In our profession, it’s common to work on an unfamiliar codebase. It happens every time one joins a new project or even needs to work on a previously untouched part in big ones. This occurrence is not limited to a developer having to fix a bug; it can be a solution architect having to design a new feature or an OpenSource contributor working on a GitHub issue in their free time. Hence, I want to describe how I approach the situation so it can benefit others.
An example issue
To illustrate my point, I’ll use a common GitHub issue requesting a new feature on an Open Source project.
While working for Hazelcast, I regularly scanned the so-called "good first issues" to work on at hackathons. I never could run such a hackathon, but that is beside the point. My idea was to help people interested in contributing to Open Source start getting familiar with the code base.
At the time, I found this interesting issue:
Add support for getQuiet operation http://ehcache.org/apidocs/net/sf/ehcache/Cache.html#getQuiet(java.lang.Object)?
The idea is to be able to get an entry without touching it, meaning that it will not update the last accessed time stamp.

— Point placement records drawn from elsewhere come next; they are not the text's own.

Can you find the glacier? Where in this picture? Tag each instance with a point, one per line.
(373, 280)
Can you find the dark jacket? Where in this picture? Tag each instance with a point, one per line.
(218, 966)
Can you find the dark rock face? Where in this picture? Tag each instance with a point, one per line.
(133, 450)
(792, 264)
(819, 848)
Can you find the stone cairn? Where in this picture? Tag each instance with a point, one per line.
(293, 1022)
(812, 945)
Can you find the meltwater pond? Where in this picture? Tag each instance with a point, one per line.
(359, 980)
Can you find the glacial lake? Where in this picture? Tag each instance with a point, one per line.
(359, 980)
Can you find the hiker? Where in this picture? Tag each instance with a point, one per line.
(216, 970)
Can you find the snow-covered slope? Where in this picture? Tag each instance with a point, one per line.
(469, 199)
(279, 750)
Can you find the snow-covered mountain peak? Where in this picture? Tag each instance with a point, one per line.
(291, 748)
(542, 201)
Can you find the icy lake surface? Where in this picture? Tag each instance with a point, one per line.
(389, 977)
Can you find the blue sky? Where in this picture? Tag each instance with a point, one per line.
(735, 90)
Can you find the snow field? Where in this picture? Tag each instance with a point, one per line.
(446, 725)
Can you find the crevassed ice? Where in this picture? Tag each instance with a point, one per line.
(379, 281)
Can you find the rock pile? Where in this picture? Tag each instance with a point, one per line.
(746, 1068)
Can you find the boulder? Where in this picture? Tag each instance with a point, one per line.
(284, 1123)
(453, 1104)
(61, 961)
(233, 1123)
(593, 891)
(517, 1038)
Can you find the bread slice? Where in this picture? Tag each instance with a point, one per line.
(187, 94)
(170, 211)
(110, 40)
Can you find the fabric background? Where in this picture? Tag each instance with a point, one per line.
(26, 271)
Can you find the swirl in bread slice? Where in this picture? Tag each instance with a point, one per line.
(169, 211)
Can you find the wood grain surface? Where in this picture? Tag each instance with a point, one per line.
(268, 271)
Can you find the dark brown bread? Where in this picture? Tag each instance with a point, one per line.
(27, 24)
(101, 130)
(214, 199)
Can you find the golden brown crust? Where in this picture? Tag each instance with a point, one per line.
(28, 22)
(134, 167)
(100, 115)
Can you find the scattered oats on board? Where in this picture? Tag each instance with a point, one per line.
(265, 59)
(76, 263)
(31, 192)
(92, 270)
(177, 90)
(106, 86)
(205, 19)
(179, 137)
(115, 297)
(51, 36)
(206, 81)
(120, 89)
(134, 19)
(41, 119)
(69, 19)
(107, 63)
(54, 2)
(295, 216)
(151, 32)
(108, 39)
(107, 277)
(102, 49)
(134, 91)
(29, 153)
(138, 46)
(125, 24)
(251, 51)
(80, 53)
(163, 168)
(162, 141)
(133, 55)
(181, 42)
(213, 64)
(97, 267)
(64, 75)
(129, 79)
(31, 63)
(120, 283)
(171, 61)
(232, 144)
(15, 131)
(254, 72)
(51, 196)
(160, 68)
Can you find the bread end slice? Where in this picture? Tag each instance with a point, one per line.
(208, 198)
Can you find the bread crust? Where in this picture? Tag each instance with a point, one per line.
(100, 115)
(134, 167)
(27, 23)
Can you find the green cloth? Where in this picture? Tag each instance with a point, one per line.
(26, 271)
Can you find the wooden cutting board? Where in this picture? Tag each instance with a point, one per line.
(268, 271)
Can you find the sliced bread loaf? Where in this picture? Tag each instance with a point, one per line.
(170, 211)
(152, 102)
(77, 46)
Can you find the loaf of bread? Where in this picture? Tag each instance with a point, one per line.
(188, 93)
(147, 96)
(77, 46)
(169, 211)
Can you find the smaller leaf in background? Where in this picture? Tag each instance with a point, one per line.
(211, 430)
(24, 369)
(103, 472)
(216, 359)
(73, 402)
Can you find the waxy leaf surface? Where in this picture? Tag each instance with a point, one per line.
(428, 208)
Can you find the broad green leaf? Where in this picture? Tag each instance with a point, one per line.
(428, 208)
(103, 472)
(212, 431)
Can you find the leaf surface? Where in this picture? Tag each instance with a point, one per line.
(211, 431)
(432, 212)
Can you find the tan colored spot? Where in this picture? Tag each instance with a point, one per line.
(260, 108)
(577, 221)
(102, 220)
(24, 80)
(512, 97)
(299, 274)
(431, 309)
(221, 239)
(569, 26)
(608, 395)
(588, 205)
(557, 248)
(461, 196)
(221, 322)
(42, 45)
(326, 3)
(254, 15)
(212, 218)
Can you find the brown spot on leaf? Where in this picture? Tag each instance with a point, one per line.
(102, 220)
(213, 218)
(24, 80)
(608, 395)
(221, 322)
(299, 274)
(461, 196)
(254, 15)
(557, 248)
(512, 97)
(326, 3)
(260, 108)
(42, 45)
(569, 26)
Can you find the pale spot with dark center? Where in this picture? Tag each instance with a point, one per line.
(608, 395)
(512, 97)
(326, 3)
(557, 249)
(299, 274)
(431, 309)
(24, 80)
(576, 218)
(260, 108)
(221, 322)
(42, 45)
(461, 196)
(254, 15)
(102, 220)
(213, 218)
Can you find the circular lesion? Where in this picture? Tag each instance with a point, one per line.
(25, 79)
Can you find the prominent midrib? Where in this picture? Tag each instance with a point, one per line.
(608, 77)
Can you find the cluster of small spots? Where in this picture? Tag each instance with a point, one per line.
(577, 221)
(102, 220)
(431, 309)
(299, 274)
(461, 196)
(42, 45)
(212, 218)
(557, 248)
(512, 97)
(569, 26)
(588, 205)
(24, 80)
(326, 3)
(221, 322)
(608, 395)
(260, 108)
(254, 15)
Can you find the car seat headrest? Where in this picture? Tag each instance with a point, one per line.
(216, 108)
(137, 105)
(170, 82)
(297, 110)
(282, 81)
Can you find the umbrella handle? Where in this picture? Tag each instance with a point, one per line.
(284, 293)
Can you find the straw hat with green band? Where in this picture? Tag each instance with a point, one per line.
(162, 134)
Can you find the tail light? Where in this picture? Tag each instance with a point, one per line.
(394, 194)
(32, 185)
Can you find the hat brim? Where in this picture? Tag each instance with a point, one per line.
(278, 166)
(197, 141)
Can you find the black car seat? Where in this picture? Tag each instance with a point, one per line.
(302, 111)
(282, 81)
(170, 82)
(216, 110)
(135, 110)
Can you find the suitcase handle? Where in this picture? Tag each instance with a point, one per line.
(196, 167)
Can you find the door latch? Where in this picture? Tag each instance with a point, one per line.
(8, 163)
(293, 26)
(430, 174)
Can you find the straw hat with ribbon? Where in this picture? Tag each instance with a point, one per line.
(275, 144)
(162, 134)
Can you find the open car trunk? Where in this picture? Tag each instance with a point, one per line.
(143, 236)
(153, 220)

The use case behind it is to be able to monitor existence of a key without changing the eviction of that key.
As an OpenSource contributor, how would I approach the work?
Diagramming is key
Documentation is the first step to embark on a new project. On a regular project, the documentation will probably be missing, incomplete, or partly (if not entirely) misleading; at a hackathon, time may be too short to read it in detail.
Successful Open Source projects do have good documentation in general. However, documentation is mainly oriented toward users, rarely toward developers. Even when it’s the case, the chances that the documentation addresses the issue are low.
For this reason, my entry point is to draw a diagram. Not that while some tools can reverse engineer code and draw diagrams automatically, I don’t use them on purpose. Manually drawing a diagram has many benefits over an automatically-generated one:
- It focuses on areas of the code relevant to the issue at hand
- It forces the drawer to read and understand the code, which is the only source of truth
- It builds our mental model of the code
- It documents our findings to be accessible later on. However, note that the documentation value decreases with time as the underlying code evolves and both part ways.
Let’s create a diagram for the code for the issue. First, we shall clone the repo locally to open it in our favorite IDE; the only required feature is that when one clicks on a method call, one is directed to the method.
For the diagram itself, call me old-fashioned, but I still favor UML sequence diagrams for two reasons:
- I’ve some experience with them
- Semantics are not ad-hoc, but shared among people who know UML, up to a point
Without further ado, here it is:
Having drawn the diagram, we can locate pretty quickly where the issue is:
public abstract class AbstractCacheRecordStore<R extends CacheRecord, CRM extends SampleableCacheRecordMap<Data, R>>
implements ICacheRecordStore, EvictionListener<Data, R> {
protected long onRecordAccess(Data key, R record, ExpiryPolicy expiryPolicy, long now) {
record.setAccessTime(now); (1)
record.incrementAccessHit();
return updateAccessDuration(key, record, expiryPolicy, now);
}
//...
}
1 | The DefaultRecordStore reads the Record , which triggers the update of the last access time. |
Fixing the issue is outside of the scope of this post. It involves talking to people more familiar with the overall design to develop the best solution. A good approach in a hackathon is first to offer at least two alternatives and document their respective trade-offs.
For the tooling, plenty of alternatives are available. My preferences go to PlantUML:
- It offers a web app and a Docker container
- It generates SVG or PNG images
- It’s skinnable
- It’s Open Source and free
- It’s maintained regularly
Conclusion
Understanding an existing codebase is a crucial skill regardless of one’s exact technical role. Creating a diagram goes a long way toward this goal, with the additional benefit of documentation. I like UML diagrams because I’m familiar with them, and they offer shared semantics.
Hence, if you want to understand a codebase better, you need more than just to read its code; you need to draw diagrams.